Im Jubiläumsjahr werben vor allem jüngere Historiker für einen
nüchternen Blick. Bismarck vereine Widersprüchliches in sich, sagt
der Historiker Carsten Kretschmann von der Universität Stuttgart:
«Preuße und Reichsgründer, Christ und Kulturkämpfer, Landjunker und
Shakespeare-Verehrer.» Auch für den Passauer Historiker Hans-Christof
Kraus ist es an der Zeit, sich Bismarck gelassener zu nähern. Er sei
weder Übervater noch Dämon - ein «Mann mit Begabungen und Fehlern,
mit hoher Intelligenz und Charakterstärke, aber auch mit einer
Neigung zu kleinlicher Rachsucht».
WAS ALSO BLEIBT VON BISMARCK?
Von einem «widersprüchlichen Erbe» spricht der Historiker Heinrich
August Winkler. Außenpolitisch sorgte Bismarcks Bündnissystem zwar
für einen langen Frieden - allerdings nicht dauerhaft. Pötzl sagt:
«Es war ein höchst riskanter Ausgangspunkt für die Außenpolitik unt
er
seinen Nachfolgern, als das Kaiserreich nach Weltgeltung strebte.»
Innenpolitisch hinterließ Bismarck mit seiner «Revolution von oben»
ein zerissenes Land. Kraus nennt Bismarck einen «konservativen
Erneuerer», der Deutschland modernisiert habe - aber nur so lange,
wie bestehende Machtstrukturen nicht angetastet wurden.
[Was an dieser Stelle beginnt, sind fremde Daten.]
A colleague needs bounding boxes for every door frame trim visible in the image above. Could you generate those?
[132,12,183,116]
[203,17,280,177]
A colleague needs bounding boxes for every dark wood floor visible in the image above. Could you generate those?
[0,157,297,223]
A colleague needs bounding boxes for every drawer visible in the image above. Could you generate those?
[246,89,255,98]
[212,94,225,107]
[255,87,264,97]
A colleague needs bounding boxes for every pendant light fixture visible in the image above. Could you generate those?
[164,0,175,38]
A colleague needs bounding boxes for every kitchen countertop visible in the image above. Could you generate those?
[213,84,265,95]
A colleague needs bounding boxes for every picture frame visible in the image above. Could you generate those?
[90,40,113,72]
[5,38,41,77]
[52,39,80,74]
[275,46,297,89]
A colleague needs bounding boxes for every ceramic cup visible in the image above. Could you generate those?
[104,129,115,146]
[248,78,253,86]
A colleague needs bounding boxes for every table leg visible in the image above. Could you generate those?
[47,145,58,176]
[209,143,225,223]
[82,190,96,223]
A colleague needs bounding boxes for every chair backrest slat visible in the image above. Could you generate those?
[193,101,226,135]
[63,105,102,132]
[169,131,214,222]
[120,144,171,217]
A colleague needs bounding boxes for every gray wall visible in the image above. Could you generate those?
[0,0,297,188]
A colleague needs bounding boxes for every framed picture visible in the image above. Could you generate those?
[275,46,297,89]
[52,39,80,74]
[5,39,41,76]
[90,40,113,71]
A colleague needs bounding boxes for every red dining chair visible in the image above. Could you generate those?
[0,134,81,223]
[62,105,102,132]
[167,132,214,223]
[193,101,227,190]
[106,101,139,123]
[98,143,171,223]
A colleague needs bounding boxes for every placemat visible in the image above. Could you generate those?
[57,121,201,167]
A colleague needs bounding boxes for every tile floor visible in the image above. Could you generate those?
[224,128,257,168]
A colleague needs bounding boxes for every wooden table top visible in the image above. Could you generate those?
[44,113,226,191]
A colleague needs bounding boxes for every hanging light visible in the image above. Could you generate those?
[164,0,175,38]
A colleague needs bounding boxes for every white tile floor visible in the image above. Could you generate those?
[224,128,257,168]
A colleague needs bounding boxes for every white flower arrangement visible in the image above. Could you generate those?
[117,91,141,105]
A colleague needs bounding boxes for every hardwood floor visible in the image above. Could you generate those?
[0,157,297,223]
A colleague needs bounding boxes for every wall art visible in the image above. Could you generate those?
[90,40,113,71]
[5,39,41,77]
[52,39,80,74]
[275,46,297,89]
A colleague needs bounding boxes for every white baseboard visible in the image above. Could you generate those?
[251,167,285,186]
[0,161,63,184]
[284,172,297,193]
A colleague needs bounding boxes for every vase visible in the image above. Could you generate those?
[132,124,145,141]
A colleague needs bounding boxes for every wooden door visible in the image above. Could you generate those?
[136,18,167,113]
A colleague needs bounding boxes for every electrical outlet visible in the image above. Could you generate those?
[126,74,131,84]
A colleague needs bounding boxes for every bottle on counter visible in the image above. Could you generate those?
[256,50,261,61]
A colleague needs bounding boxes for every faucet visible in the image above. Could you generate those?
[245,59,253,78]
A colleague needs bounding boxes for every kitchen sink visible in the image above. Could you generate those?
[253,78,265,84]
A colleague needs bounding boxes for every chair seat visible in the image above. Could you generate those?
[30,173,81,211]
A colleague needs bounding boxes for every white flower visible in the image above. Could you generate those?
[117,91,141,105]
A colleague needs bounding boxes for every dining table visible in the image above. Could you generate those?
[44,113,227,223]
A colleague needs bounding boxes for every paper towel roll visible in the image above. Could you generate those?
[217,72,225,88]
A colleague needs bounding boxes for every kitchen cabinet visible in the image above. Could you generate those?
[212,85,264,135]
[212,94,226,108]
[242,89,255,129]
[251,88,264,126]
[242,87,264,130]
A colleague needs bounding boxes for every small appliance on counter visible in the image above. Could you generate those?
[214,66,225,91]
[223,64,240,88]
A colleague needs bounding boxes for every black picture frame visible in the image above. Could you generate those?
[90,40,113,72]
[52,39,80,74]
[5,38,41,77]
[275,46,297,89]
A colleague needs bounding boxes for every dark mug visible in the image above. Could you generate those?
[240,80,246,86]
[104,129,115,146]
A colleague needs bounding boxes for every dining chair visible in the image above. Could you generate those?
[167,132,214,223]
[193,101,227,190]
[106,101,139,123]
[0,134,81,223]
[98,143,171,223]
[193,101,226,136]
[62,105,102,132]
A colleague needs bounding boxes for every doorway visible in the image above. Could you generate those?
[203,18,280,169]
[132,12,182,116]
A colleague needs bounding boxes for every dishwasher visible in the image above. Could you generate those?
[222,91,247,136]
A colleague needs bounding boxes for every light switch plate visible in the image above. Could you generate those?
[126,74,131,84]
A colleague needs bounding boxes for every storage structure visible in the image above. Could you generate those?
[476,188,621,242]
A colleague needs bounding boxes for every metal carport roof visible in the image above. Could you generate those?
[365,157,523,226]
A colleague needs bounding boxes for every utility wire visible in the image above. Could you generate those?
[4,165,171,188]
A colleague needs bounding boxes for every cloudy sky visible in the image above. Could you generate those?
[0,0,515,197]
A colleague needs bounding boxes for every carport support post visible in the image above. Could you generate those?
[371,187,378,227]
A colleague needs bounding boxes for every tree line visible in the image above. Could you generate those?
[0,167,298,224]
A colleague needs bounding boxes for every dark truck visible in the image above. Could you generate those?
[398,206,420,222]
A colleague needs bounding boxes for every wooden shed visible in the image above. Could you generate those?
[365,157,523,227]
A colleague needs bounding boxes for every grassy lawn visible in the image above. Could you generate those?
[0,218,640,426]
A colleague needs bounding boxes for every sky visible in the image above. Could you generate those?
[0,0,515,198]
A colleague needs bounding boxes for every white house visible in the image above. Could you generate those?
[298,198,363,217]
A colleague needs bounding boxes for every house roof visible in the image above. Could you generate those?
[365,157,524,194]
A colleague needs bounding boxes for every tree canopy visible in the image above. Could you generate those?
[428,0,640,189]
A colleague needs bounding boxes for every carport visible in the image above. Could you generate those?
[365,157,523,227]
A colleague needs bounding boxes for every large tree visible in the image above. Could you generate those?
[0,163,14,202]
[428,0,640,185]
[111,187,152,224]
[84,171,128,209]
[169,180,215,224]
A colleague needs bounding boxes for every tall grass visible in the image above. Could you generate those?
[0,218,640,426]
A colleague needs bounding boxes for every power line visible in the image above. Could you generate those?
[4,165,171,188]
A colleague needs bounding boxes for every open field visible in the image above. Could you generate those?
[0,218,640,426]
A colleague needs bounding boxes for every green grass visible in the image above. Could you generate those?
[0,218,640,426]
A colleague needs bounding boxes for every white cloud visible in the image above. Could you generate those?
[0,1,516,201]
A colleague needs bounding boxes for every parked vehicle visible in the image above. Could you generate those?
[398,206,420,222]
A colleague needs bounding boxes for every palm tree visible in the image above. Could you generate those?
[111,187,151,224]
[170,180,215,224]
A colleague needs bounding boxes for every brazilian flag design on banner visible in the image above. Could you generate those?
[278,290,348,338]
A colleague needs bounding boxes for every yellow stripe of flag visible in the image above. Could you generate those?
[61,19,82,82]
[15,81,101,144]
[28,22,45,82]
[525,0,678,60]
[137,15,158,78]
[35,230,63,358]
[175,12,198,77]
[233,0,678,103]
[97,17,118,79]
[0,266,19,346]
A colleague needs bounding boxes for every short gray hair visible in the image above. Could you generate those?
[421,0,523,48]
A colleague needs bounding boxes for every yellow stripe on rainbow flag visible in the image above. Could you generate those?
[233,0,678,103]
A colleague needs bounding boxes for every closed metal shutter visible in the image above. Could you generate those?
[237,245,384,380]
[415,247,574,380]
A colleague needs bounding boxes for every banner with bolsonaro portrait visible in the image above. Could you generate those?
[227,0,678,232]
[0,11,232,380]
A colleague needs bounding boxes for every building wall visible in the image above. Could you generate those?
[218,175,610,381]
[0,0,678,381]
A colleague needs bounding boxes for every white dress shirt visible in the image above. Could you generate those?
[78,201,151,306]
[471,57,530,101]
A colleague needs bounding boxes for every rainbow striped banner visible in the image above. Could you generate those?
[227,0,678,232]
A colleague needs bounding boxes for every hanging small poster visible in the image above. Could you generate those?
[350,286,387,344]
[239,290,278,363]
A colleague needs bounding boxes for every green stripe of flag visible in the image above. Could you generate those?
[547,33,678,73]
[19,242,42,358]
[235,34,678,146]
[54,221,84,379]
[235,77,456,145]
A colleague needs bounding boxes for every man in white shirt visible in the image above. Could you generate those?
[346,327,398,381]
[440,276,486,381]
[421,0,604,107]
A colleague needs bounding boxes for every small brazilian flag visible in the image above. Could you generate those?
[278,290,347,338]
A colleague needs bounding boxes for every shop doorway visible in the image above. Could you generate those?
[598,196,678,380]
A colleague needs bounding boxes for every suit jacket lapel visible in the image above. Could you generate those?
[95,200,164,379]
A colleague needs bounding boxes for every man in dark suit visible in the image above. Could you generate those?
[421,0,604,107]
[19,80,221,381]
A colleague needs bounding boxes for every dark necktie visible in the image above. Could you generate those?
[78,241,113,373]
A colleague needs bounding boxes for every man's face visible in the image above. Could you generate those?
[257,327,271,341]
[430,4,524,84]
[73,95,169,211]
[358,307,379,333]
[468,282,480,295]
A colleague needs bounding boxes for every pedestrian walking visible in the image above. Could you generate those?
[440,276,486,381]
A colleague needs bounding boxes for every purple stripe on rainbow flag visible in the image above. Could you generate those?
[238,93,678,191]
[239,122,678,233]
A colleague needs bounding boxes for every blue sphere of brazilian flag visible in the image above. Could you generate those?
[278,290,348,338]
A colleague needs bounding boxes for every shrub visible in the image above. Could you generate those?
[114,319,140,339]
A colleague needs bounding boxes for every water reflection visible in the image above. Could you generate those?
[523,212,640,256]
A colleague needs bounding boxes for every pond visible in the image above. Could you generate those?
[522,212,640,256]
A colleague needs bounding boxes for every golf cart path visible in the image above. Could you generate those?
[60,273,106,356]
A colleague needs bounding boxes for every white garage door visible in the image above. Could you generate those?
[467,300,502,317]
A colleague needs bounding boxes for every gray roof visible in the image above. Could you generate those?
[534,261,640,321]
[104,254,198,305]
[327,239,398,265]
Zwar führte
Bismarck auf Reichsebene das allgemeine Wahlrecht für Männer ein.
Eine Parlamentarisierung des Regierungssystems aber folgte nicht -
eine schwere Vorbelastung der Weimarer Republik. «Es bedurfte der
Katastrophe der Jahre 1933 bis 1945, um die deutschen Vorbehalte
gegenüber der westlichen Demokratie, das fatalste Erbe der
Bismarck-Zeit, zu überwinden», sagt Winkler.